Eu entrei na recente atividade da Dusk esperando que a criptografia fosse a parte mais interessante.

Argon2, Equihash, PLONK e DuskDS apontam para uma pilha séria com foco em privacidade.

Mas o incidente da ponte de 16 de agosto desviou minha atenção para outra direção.

O monitoramento detectou uma atividade que não correspondia às operações normais da ponte. A resposta foi prática:

• Os serviços da ponte foram pausados
• Endereços operacionais afetados foram desativados/reciclados
• Uma lista de bloqueio de destinatários foi adicionada à Web Wallet
• Trabalhos de reforço de segurança continuaram antes de reabrir

Enquanto isso, o DuskDS continuou gerando blocos. Então isso não foi uma falha no nível do protocolo.

E essa distinção importa.

O risco realmente interessante não estava na criptografia. Ele estava na infraestrutura operacional que conecta o sistema aos usuários.

A Web Wallet recebeu uma camada extra de segurança por meio da lista de bloqueio de destinatários.

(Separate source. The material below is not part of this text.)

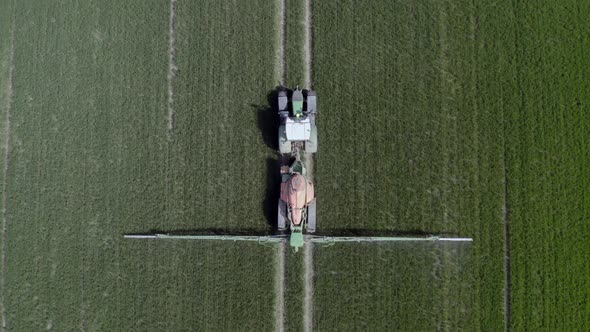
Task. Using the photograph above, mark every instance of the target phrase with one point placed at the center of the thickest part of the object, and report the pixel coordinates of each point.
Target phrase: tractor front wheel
(282, 216)
(311, 219)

Mas alguém usando CLI ou ferramentas personalizadas não obtém essa proteção automaticamente.

Isso me deixa com uma pergunta maior:

Para a adoção institucional, qual camada acaba conquistando a confiança do protocolo — a infraestrutura operacional ou a interface com a qual os usuários interagem?

Porque ter uma criptografia forte por baixo é importante.

Mas segurança também é sobre onde a proteção de fato reside.